Lorenzo Naccarato, une Komet à Souillac
Le Trio de Lorenzo Naccarato
s’est produit vendredi 28 Avril , salle Du Bellay à Souillac, dernier concert
de la saison d’Hiver du théatre de l’usine de Saint-Céré en étroite
collaboration avec le festival « Souillac en Jazz » .
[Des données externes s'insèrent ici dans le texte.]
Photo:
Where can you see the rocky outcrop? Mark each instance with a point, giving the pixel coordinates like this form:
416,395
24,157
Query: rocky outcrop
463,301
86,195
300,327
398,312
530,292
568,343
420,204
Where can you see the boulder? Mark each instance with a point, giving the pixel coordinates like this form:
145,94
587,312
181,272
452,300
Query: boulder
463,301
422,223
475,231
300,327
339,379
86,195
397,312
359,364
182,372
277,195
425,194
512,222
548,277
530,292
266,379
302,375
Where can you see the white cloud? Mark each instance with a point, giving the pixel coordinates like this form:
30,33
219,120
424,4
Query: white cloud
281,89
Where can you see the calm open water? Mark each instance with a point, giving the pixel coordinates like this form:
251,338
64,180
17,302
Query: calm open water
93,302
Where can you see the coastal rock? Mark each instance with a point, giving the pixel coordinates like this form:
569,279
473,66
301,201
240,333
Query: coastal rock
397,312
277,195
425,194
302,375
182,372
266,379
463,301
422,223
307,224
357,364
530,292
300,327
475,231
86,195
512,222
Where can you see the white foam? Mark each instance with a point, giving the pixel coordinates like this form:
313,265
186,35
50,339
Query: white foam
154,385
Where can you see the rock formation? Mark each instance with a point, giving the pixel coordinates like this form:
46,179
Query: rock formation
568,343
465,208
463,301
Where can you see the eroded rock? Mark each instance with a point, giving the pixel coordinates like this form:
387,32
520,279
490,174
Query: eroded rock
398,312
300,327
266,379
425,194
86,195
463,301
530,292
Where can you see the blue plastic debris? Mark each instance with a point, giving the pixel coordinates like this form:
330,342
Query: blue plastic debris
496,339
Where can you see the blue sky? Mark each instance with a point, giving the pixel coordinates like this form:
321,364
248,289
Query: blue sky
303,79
Les trois jeunes et brillants
musiciens ont offert à plus d’une centaine d’auditeurs attentifs et captivés
une performance musicale originale faite essentiellement de compositions du
pianiste Lorenzo Naccarato ; le
groupe éponyme est né de la rencontre de trois jeunes musiciens en 2012, actifs
sur la scène jazz de Toulouse . Leurs parcours universitaires les ont amenés à
développer la pratique singulière d’une théorie que le pianiste explique au
public dès les premiers morceaux : le Jazz cinématique .
Derrière cette
dénomination savante se profile la théorie d’un physiologiste français du XIX è
siècle :Jules Etienne Maret qui soutient que dans le galop du cheval les
phases d’extension supposent toujours le repos d’au moins un membre de
l’animal ; c’est l’anglais Muybridge qui en donnera la preuve scientifique
en 1878 à l’aide un montage chronophotographique astucieux .
Quel rapport , me
direz-vous, avec la musique ? Lorenzo Naccarato nous indique que c’est la
notion de mouvement, de continuité qui prime dans l’ exploration musicale du
groupe. En effet, si les compositions s’éloignent des formats
« classiques » du jazz , hérités du swing et des différentes
variations du bop, elles s’inscrivent résolument dans les écritures modales
plus contemporaines que nous connaissons aujourd’hui ; le public n’a pas
manqué de citer à la fin de ce concert des rapprochements évidents avec EST,
Avishai Cohen .. on pourrait ajouter Yaron Hermann et toute cette nouvelle
veine de trios piano.
Continuité donc ;
celle notamment de la main gauche du pianiste qui délivre des lignes cycliques
envoutantes et magnétiques en ostinatos puissants et assure l’aération du thème
. Le jeu d’Adrien Rodriguez est rond et massif : la contrebasse double
souvent la main gauche du pianiste assurant ainsi l’assise harmonique stable du
propos. Une complicité toute particulière, fruit d’un travail assidu entre nos
trois performers, est surtout lisible entre Lorenzo et Benjamin Naud le
batteur ; plus encore percussionniste dans la nouvelle tradition de ces
jeunes batteurs de jazz . En totale osmose , en « eye contact »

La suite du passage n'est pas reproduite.